Previously, Strauss coauthored two books with Lawrence Baskir about the Vietnam War: Chance and Circumstance: The Draft, The War, and the Vietnam Generation (1978), and Reconciliation After Vietnam (1978). Around that time, he served on the staff of the U.S. Senate and President Ford’s White House. Strauss also wrote two satirical books with Elaina Newport: Fools on the Hill (1992) and Sixteen Scandals (2002).

In addition to his career as a writer and historian, Strauss was a noted playwright, theater director, and performer. He was co-founder and director of the Capitol Steps, a professional satirical troupe that has performed over 7,000 shows, three PBS specials, and fifty radio shows for NPR stations.
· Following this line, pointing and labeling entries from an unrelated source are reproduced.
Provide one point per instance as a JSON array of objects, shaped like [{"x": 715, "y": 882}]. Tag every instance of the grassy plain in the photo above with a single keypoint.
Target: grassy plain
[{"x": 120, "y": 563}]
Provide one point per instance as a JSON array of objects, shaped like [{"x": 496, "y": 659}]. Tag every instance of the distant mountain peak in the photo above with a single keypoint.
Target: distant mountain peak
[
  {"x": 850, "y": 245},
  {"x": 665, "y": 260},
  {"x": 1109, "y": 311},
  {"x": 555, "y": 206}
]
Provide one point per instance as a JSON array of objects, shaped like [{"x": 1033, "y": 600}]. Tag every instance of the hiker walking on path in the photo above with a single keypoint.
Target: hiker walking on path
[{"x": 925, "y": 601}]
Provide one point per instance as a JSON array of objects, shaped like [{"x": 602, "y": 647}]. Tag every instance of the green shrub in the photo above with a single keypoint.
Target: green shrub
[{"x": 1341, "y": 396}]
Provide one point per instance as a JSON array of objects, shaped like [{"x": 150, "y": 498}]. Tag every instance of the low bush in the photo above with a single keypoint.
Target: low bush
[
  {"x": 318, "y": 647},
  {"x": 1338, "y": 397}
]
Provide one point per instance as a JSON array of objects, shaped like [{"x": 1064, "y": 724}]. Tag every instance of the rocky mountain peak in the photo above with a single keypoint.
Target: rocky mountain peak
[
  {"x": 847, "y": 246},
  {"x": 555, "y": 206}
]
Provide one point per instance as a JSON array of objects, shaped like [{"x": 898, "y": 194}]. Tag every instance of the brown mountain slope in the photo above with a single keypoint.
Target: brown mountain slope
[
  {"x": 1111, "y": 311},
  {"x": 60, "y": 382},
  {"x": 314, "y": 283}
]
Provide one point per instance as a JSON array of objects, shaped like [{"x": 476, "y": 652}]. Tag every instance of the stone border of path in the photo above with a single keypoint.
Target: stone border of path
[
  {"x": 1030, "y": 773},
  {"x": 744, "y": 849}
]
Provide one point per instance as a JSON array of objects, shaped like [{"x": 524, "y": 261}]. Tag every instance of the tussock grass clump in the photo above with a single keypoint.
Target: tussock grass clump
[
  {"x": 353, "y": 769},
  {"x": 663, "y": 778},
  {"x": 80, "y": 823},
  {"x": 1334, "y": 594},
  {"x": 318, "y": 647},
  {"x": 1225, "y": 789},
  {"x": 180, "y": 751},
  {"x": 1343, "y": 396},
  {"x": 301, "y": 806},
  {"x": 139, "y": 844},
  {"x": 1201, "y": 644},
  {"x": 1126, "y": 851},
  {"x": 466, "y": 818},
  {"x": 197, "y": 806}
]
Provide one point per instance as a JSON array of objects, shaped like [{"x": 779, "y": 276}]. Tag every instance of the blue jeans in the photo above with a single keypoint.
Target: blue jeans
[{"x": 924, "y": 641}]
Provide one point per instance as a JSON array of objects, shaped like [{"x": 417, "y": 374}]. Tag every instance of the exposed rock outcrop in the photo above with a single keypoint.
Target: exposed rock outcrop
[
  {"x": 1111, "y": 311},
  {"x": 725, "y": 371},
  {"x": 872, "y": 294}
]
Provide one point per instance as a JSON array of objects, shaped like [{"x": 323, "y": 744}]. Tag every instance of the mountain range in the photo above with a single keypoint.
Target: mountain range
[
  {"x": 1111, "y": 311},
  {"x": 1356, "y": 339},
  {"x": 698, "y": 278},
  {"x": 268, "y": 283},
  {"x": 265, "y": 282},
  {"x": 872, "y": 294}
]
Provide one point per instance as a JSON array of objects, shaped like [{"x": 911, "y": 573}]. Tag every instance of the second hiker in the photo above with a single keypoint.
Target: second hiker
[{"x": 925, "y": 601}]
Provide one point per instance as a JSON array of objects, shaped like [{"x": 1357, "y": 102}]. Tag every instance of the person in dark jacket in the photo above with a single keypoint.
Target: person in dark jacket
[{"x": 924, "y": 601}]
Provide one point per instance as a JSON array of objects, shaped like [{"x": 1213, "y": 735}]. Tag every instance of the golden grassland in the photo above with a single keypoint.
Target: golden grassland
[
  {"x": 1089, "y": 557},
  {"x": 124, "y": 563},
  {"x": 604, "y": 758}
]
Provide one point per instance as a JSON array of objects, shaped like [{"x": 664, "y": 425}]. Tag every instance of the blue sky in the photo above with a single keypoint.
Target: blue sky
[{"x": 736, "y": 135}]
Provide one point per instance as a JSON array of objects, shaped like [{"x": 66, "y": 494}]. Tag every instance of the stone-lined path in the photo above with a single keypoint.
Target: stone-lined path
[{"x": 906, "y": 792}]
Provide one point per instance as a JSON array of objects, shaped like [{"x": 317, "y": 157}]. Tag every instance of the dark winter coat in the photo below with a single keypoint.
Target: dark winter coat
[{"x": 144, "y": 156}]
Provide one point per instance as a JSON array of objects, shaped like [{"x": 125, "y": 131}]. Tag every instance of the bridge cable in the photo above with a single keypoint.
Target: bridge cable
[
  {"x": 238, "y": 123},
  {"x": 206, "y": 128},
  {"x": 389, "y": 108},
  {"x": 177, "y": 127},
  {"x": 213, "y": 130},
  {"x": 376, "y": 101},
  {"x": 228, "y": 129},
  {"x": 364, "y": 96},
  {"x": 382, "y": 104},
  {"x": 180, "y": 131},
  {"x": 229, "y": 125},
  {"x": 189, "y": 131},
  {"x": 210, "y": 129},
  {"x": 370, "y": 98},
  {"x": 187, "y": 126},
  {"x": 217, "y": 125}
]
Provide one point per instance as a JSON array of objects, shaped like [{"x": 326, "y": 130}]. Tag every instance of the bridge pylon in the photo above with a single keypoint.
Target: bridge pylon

The Steps have released 28 albums (most recently, Campaign and Suffering) and two books (most recently, Sixteen Scandals), and have performed numerous times off-Broadway, often with Strauss in the cast. Strauss wrote three musicals (MaKiddo, Free-the-Music.com, and Anasazi) and two plays (Gray Champions and The Big Bump) about various themes in the books he has co-authored with Howe.

In the summer of 1999, Strauss co-founded the Cappies (www.cappies.com), a high school “Critics and Awards” program. Now an international program, Cappies allows high school students to train to become theater critics, attend and review each others’ plays and musicals, publish reviews in major newspapers, and hold Tonys-style Cappies award Galas. Top Cappies winners from across the U.S. and Canada become part of the Cappies International Theater, a program in which they perform plays and musicals written by teenagers. Strauss advised creative teams of students who wrote two new musicals, Edit:Undo (www.editundo.org) in 2006 and Senioritis (www.senioritismusical.com) in 2007

A native of San Francisco, Strauss graduated from Harvard College (1969), Harvard Law School (1973), and the Kennedy School of Government (1973). His wife Janie serves on the Fairfax County School Board and lives in McLean, Virginia.